The end of the Wikipedia entry on Thomas notes that a dedicatory plaque in the Norman Thomas '05 Library at Princeton University's Forbes college reads:
Norman M. Thomas, class of 1905.
"I am not the champion of lost causes,
but the champion of causes not yet won."
The Judge's use of this quotation cuts two ways with us. First it suggests to us that she scrambled for a last minute quote for her yearbook entry and picked one from the wall of a library.

But then, on the positive side, this confirms to us that Sotomayor was one of those students at Princeton who actually entered a library. As this professor can attest, many students he's taught did not know where any of their campus libraries were located.

But then again, this small library is in the Forbes residential college; it is not Princeton's main library.
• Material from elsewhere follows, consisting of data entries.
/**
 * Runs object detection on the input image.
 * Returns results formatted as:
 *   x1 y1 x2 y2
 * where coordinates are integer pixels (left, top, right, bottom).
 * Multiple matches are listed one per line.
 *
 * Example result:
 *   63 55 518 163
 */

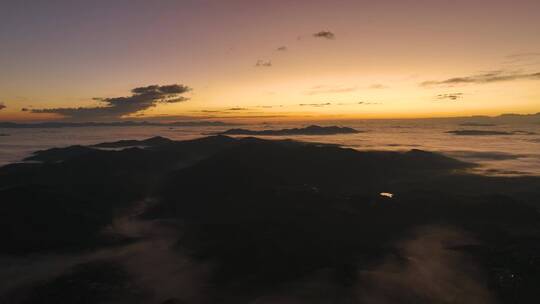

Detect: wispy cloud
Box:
420 71 540 87
368 83 388 90
299 102 332 107
306 85 358 95
30 84 191 120
435 93 463 100
506 52 540 59
255 59 272 68
313 31 336 40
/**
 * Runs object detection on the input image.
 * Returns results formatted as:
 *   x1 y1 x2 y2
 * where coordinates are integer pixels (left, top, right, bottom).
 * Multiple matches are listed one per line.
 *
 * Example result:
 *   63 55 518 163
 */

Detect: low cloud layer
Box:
31 84 191 120
313 31 336 40
436 93 463 100
420 71 540 87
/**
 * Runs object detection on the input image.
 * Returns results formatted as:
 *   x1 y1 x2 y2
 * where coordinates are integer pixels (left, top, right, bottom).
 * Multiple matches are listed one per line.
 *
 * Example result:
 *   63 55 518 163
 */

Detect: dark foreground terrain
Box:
0 136 540 304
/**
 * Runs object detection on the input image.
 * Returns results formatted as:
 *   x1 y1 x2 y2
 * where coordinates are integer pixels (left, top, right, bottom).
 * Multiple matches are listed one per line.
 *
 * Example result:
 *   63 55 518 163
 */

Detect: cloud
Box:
368 83 388 90
506 52 540 59
357 101 381 106
420 71 540 87
313 31 336 40
436 93 463 100
30 84 191 120
299 102 332 107
255 59 272 68
306 85 358 95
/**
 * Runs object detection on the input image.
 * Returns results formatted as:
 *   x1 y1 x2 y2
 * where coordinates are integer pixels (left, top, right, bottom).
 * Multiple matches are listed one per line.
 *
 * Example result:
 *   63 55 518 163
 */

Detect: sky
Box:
0 0 540 121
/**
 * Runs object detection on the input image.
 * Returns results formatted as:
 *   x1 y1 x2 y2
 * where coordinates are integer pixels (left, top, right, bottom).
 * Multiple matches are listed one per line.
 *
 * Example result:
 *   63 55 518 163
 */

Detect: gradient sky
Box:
0 0 540 121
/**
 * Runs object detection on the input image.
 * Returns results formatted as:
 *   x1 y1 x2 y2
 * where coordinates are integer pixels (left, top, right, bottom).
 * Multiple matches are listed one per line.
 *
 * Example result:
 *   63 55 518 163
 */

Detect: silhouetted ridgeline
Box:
219 125 361 136
0 135 540 303
446 130 535 136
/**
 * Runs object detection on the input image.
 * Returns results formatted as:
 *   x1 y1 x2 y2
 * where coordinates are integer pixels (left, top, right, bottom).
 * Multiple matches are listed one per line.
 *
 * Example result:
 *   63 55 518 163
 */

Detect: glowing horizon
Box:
0 0 540 121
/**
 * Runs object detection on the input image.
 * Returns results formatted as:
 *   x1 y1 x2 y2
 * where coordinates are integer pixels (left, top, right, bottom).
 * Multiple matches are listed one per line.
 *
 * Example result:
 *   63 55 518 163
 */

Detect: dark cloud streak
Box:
436 93 463 101
420 71 540 87
30 84 191 120
313 31 336 40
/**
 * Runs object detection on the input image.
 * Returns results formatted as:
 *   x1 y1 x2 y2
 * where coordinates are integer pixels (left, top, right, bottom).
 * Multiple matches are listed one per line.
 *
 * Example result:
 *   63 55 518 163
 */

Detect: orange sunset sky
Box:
0 0 540 121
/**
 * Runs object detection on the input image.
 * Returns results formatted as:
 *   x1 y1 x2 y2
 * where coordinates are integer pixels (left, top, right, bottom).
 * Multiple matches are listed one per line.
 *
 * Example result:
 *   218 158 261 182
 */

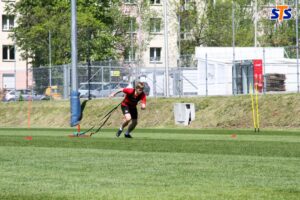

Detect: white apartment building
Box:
0 0 32 89
122 0 203 68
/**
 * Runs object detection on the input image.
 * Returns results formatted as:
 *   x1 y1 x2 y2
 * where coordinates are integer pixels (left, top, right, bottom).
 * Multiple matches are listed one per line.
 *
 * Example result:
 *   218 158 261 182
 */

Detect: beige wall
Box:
0 1 32 89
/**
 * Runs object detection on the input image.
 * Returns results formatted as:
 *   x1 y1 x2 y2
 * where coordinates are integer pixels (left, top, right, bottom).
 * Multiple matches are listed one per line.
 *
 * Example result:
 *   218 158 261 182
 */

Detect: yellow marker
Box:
255 85 259 132
250 83 256 132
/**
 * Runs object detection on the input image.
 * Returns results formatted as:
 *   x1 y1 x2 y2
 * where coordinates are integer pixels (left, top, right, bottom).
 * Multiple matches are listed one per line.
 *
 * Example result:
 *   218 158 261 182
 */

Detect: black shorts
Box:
121 105 138 119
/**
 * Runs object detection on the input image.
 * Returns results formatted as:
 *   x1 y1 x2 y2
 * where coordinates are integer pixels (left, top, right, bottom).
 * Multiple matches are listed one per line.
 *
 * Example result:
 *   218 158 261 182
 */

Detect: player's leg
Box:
125 107 138 138
116 106 131 137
The Norman Thomas 1905 Library at Forbes College, "Contains a general collection, reference books and periodicals, as well as an extensive science fiction collection."

Admittedly, there are plenty of problems with our library-plaque-quotation theory. We don't know if there was a library at that residential college in 1976. And we don't know if there was a plaque up during that time. Prior to 1984 (from 1970 to 1983) the college was called the Princeton Inn College, and its residents were called "Innmates." We further don't know if Sotomayor was a resident of that college. It's a weak theory.

So, having explored all that, let the confirmation hearing socialist quotation gotchas begin.


Richard said...

In 1907 David Ben-Gurion joined the Zionist Socialist movement. Golda Meir was the head of the Socialist Mapai party. The most celebrated Israeli general Moshe Dayan was born to a Socialist family. The Kabutz communities were based on Socialism. Come to think about it, without Socialism Israel would have never come into being.

There is no shame in the label, rather it is a badge of honor.